Fig. 10. NERP-4 reverses β-cell impairment via SNAT2.

a, Snat2 mRNA amounts in mouse islets under palmitate treatment with or without NERP-4 (n = 4 biological replicates). b Snat2 mRNA amounts in 10-week-old db/+ mouse and db/db mouse islets (n = 4 biological animals). c Snat2 mRNA amounts in islets from db/db mice administered NERP-4 for two weeks (n = 5 biological replicates). d NERP-4 was administered at 24 and 48 h after the start of siSCR treatment or Snat2 knockdown to MIN6-K8 cells under palmitate (e–g) or at 48 h under cytokines (h). e OCR (n = 3 biological replicates). The P values indicated the differences of basal respiration (1.6–14.8 min), ATP production (21.4–34.6 min), and maximal respiration (41.2–54.4 min) in palmitate-treated siSnat2-MIN6-K8 cells with or without NERP-4. f ATP production (n = 4 biological replicates). g ROS production (n = 4 biological replicates). h Cell viability (n = 6 biological replicates). Representative results of two independent experiments (a–c, e–h). Data are mean ± s.e.m. (a–c, e–h). One-way ANOVA and Tukey’s multiple comparisons test (a, e–h). Unpaired two-tailed Student’s t-test (b, c). i Schematic of NERP-4 roles in pancreatic β cells. NERP-4 is processed from VGF, a granin protein that is critical for granule biogenesis in pancreatic β cells. NERP-4 is packed with insulin in secretory granules and secreted by glucose.

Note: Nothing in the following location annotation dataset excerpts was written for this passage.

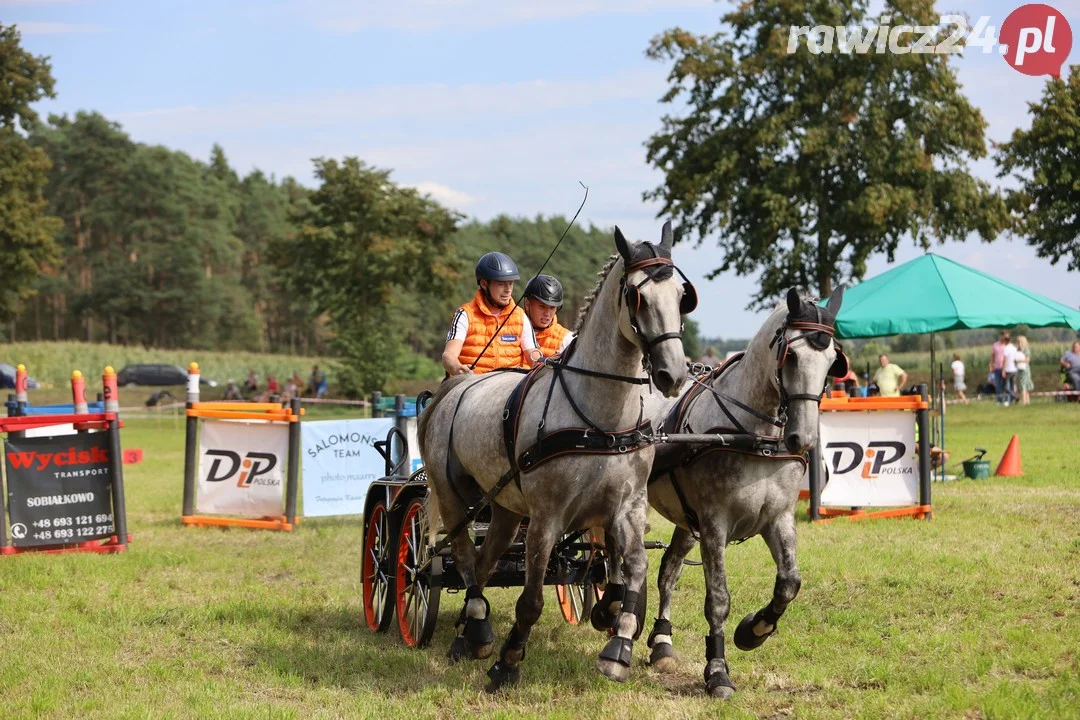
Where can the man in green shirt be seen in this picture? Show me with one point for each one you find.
(889, 378)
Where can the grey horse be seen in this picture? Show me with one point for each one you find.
(595, 389)
(767, 402)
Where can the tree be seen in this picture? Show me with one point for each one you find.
(26, 231)
(808, 164)
(1045, 160)
(365, 247)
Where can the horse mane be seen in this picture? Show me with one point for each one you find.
(588, 302)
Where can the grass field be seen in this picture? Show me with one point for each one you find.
(975, 614)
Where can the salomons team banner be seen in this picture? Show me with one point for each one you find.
(242, 467)
(869, 459)
(339, 463)
(58, 489)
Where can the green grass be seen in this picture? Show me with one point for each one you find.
(975, 614)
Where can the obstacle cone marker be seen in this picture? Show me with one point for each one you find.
(1010, 461)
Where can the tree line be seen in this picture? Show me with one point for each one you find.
(801, 166)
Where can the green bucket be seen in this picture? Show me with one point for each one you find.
(976, 469)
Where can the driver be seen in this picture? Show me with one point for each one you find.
(543, 297)
(475, 323)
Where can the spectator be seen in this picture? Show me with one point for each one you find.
(889, 378)
(1023, 357)
(997, 365)
(318, 384)
(958, 383)
(1070, 362)
(231, 392)
(252, 383)
(1009, 370)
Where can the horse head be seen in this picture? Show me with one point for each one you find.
(807, 354)
(655, 302)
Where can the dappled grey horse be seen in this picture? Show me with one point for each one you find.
(566, 446)
(766, 404)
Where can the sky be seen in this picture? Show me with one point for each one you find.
(489, 106)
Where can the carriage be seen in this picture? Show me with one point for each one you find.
(403, 578)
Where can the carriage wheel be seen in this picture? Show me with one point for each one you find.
(378, 569)
(417, 596)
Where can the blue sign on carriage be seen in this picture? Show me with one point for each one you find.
(339, 461)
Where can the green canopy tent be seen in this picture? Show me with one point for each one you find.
(931, 294)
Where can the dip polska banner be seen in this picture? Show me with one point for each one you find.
(242, 467)
(58, 489)
(339, 463)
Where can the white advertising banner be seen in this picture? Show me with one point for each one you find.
(339, 463)
(242, 467)
(869, 459)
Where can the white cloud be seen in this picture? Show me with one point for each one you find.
(445, 195)
(422, 103)
(423, 15)
(54, 28)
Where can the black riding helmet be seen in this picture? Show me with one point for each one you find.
(496, 267)
(547, 289)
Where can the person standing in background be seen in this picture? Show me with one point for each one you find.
(1024, 370)
(889, 378)
(958, 383)
(997, 365)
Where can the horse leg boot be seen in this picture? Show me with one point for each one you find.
(538, 546)
(717, 606)
(755, 628)
(663, 656)
(475, 637)
(615, 660)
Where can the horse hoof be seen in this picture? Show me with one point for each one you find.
(721, 692)
(612, 669)
(502, 675)
(458, 651)
(663, 659)
(482, 652)
(745, 637)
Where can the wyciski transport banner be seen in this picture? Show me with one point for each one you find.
(869, 459)
(339, 463)
(242, 467)
(58, 489)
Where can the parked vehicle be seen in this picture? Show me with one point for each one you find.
(157, 375)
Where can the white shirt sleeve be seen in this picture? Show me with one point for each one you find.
(528, 339)
(459, 326)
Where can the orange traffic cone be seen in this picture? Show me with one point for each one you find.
(1010, 461)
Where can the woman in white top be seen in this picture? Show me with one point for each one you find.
(1024, 370)
(958, 384)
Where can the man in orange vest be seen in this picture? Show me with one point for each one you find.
(476, 324)
(543, 297)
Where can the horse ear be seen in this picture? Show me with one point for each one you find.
(835, 300)
(666, 238)
(794, 301)
(621, 244)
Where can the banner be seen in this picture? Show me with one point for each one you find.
(242, 467)
(58, 489)
(339, 463)
(869, 459)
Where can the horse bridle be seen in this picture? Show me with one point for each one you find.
(783, 345)
(632, 296)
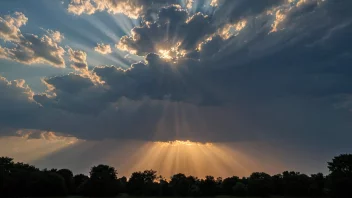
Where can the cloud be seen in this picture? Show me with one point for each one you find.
(131, 8)
(103, 48)
(10, 26)
(202, 84)
(78, 59)
(174, 28)
(29, 48)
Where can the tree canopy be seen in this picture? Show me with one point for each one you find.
(21, 180)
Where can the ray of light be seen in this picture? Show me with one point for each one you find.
(29, 150)
(100, 26)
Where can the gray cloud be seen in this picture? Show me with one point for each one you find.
(103, 48)
(78, 59)
(30, 48)
(131, 8)
(174, 28)
(10, 26)
(254, 84)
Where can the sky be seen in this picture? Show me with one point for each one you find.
(222, 87)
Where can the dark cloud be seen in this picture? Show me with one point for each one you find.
(281, 75)
(174, 28)
(131, 8)
(29, 48)
(78, 59)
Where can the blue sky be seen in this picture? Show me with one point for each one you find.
(207, 71)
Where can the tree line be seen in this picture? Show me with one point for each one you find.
(23, 180)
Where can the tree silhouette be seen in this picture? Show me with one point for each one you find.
(102, 182)
(260, 184)
(23, 180)
(68, 177)
(143, 183)
(340, 178)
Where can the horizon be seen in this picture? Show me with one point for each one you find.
(202, 87)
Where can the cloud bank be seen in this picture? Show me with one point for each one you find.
(250, 70)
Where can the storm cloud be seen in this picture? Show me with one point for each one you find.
(250, 70)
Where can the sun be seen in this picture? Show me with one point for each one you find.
(183, 143)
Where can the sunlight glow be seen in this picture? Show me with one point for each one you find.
(174, 53)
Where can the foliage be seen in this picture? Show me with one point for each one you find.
(22, 180)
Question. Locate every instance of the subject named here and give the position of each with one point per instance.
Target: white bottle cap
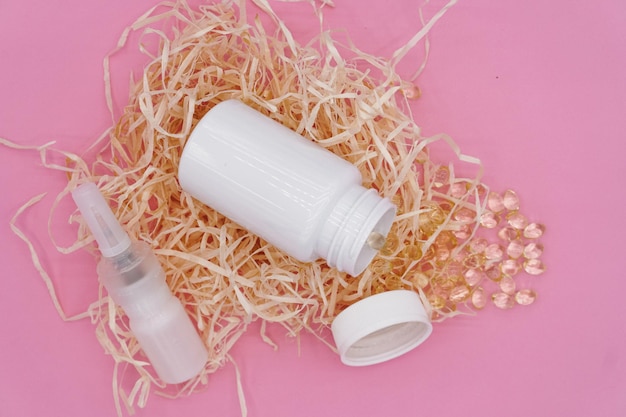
(380, 327)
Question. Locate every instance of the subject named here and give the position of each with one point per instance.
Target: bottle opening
(375, 239)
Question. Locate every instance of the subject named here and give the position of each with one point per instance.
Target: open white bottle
(298, 196)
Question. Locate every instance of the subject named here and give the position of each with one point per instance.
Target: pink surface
(535, 89)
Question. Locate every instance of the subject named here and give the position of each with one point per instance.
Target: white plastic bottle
(135, 280)
(295, 194)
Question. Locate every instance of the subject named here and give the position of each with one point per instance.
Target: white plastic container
(293, 193)
(135, 280)
(381, 327)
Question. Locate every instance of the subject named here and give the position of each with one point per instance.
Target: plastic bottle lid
(380, 327)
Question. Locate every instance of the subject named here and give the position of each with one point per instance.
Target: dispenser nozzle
(112, 239)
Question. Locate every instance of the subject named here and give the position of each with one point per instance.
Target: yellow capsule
(419, 280)
(398, 201)
(489, 219)
(517, 220)
(502, 300)
(412, 92)
(391, 246)
(441, 176)
(474, 260)
(533, 250)
(534, 231)
(508, 233)
(437, 302)
(412, 252)
(380, 266)
(509, 267)
(534, 267)
(474, 277)
(459, 294)
(494, 202)
(479, 299)
(525, 297)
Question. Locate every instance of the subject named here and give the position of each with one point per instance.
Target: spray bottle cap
(136, 281)
(380, 327)
(112, 239)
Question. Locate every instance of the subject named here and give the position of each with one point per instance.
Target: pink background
(534, 88)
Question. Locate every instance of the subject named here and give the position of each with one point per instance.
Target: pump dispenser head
(136, 281)
(112, 239)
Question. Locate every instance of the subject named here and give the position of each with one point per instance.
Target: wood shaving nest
(225, 276)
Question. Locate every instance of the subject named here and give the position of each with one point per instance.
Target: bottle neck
(358, 213)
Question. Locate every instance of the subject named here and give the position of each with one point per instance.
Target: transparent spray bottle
(135, 280)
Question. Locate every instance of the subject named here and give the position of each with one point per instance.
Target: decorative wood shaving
(227, 277)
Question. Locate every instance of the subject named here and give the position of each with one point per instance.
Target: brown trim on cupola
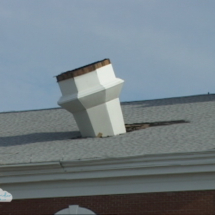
(82, 70)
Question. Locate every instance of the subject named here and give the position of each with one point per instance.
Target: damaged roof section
(138, 126)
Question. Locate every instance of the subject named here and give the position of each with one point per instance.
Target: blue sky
(161, 48)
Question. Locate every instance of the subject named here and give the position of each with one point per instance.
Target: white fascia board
(151, 173)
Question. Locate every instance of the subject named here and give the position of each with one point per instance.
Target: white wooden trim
(142, 174)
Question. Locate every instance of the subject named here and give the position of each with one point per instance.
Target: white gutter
(151, 173)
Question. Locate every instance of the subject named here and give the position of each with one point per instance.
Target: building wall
(174, 203)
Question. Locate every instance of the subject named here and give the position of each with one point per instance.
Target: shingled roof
(52, 134)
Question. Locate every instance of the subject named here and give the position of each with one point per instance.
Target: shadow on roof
(37, 138)
(173, 101)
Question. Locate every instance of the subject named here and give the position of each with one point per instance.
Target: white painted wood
(91, 98)
(143, 174)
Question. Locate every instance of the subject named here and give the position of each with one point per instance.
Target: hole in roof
(138, 126)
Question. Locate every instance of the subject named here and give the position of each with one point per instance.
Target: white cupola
(91, 94)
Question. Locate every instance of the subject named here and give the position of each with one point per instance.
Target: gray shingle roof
(46, 135)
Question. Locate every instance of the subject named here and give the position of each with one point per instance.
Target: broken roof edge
(153, 160)
(122, 103)
(82, 70)
(167, 98)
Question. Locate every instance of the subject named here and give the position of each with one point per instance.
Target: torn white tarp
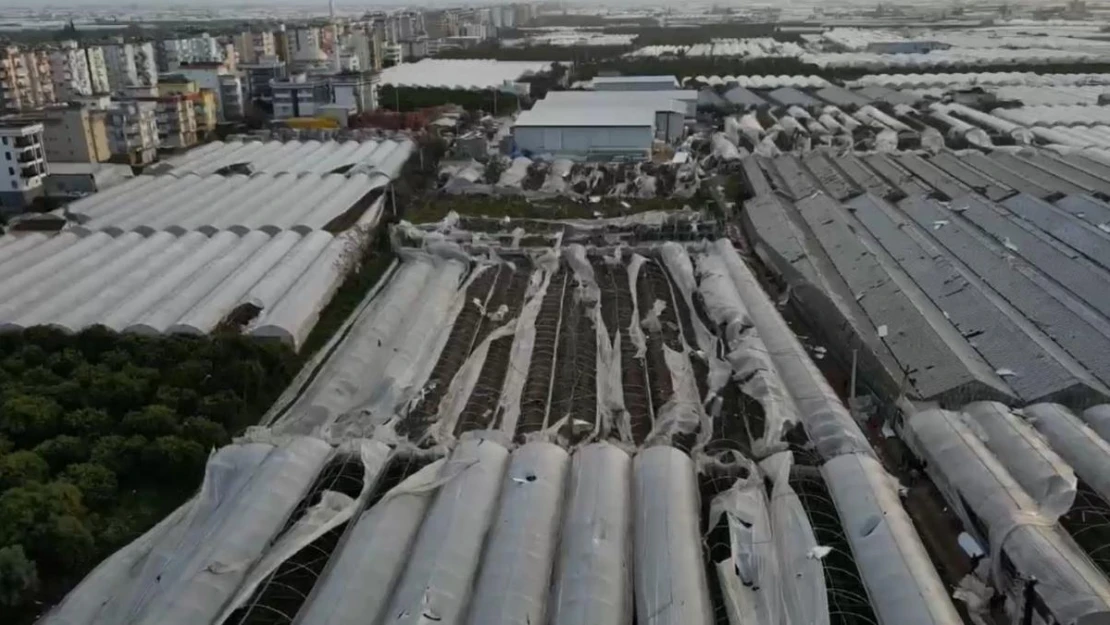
(754, 582)
(975, 482)
(670, 583)
(593, 580)
(805, 597)
(1026, 455)
(514, 585)
(197, 564)
(359, 582)
(901, 583)
(333, 510)
(1079, 445)
(444, 562)
(827, 422)
(747, 354)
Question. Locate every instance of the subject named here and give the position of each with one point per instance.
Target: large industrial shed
(635, 83)
(583, 133)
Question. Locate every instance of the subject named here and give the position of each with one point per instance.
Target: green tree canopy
(19, 577)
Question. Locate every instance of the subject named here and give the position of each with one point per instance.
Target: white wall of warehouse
(577, 140)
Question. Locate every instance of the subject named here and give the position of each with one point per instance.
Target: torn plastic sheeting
(462, 385)
(754, 581)
(805, 597)
(524, 341)
(747, 354)
(670, 582)
(444, 561)
(86, 603)
(399, 377)
(826, 421)
(899, 577)
(249, 491)
(593, 582)
(354, 590)
(333, 510)
(969, 475)
(354, 365)
(514, 585)
(1048, 480)
(1079, 445)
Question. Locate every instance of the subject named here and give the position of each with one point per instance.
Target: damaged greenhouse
(546, 422)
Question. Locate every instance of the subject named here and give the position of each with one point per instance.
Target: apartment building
(69, 70)
(98, 70)
(254, 46)
(202, 49)
(231, 103)
(300, 97)
(177, 121)
(132, 131)
(74, 133)
(130, 64)
(22, 167)
(203, 100)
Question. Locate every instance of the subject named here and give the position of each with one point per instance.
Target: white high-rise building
(69, 70)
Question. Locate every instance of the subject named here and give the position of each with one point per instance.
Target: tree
(87, 422)
(62, 451)
(19, 577)
(208, 433)
(175, 460)
(29, 419)
(98, 483)
(152, 421)
(18, 469)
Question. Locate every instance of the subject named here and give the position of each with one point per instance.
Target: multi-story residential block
(203, 100)
(202, 49)
(259, 78)
(254, 46)
(22, 165)
(98, 70)
(300, 97)
(177, 121)
(74, 133)
(130, 64)
(355, 91)
(231, 98)
(132, 131)
(69, 70)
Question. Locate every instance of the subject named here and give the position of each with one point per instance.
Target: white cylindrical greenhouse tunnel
(295, 313)
(168, 282)
(270, 289)
(1048, 479)
(106, 300)
(1079, 445)
(593, 580)
(207, 278)
(207, 315)
(669, 572)
(356, 587)
(24, 243)
(1098, 419)
(44, 250)
(516, 568)
(444, 562)
(18, 302)
(50, 266)
(79, 291)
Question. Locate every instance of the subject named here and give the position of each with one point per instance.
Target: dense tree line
(101, 435)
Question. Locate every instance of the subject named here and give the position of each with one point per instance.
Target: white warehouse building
(581, 133)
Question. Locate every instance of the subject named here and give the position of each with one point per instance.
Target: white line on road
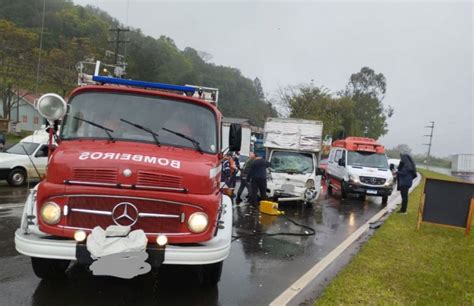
(291, 292)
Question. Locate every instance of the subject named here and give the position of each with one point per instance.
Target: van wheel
(46, 268)
(17, 177)
(343, 190)
(211, 274)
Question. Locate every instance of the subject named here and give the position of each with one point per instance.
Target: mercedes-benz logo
(125, 214)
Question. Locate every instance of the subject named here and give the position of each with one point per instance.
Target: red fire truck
(135, 174)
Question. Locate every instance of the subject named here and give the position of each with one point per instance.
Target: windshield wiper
(194, 141)
(154, 134)
(107, 130)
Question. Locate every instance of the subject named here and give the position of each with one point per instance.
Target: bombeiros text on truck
(134, 178)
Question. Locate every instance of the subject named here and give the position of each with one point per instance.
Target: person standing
(244, 182)
(258, 178)
(405, 175)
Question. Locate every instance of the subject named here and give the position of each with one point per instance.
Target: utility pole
(117, 42)
(431, 138)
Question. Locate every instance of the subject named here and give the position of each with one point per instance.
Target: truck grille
(102, 175)
(152, 216)
(158, 180)
(372, 180)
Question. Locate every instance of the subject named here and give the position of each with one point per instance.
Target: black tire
(343, 190)
(211, 274)
(49, 269)
(17, 177)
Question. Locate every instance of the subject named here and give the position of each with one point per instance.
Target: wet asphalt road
(258, 269)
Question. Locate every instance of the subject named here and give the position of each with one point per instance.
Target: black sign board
(447, 203)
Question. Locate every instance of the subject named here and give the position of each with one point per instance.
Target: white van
(16, 162)
(359, 165)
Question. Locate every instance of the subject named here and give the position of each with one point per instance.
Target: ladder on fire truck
(208, 94)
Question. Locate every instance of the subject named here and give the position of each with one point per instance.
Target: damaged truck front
(135, 175)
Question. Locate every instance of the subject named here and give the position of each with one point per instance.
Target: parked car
(16, 162)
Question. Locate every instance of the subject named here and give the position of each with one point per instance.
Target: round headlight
(50, 213)
(51, 106)
(197, 222)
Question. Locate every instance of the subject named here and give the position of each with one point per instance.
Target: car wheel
(211, 274)
(49, 269)
(17, 177)
(343, 190)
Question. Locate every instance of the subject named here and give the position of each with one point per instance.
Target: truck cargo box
(293, 134)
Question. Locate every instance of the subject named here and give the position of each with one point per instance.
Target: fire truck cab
(135, 175)
(359, 165)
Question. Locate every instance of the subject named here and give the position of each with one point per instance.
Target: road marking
(291, 292)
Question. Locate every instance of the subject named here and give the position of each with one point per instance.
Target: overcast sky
(425, 50)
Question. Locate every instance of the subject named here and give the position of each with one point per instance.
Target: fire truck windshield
(157, 114)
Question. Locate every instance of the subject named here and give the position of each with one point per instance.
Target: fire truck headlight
(51, 106)
(80, 236)
(197, 222)
(50, 213)
(161, 240)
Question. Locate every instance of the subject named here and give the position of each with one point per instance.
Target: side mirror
(235, 137)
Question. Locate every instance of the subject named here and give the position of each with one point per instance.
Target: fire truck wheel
(17, 177)
(211, 274)
(46, 268)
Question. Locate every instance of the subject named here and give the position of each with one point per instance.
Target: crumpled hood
(131, 163)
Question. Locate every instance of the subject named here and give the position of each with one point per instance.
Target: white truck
(293, 149)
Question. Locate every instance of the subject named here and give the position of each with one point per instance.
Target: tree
(367, 89)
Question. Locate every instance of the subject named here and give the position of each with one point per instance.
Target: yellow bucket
(270, 208)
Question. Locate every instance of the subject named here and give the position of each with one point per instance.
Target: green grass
(401, 265)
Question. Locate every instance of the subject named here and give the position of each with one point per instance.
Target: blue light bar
(143, 84)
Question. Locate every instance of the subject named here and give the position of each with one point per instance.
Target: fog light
(161, 240)
(50, 213)
(197, 222)
(80, 236)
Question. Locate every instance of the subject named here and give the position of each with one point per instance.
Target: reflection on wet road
(258, 269)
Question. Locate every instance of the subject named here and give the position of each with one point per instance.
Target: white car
(16, 162)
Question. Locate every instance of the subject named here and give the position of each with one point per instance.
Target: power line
(117, 41)
(431, 139)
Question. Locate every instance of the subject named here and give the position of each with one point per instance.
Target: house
(24, 116)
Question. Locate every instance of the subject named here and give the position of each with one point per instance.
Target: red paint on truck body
(88, 174)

NERP-4 binds to SNAT2 to stimulate amino acid uptake into β cells, thereby enhancing mitochondrial ATP production, glucose-induced Ca²⁺ mobilisation into β cells, and GSIS. NERP-4 expression is reduced in β cells in db/db mice. NERP-4 protects β cells from glucolipotoxicity by reducing ROS production and ER stress, thereby enhancing mitochondrial biogenesis and dynamics. Source data are provided as a Source data file.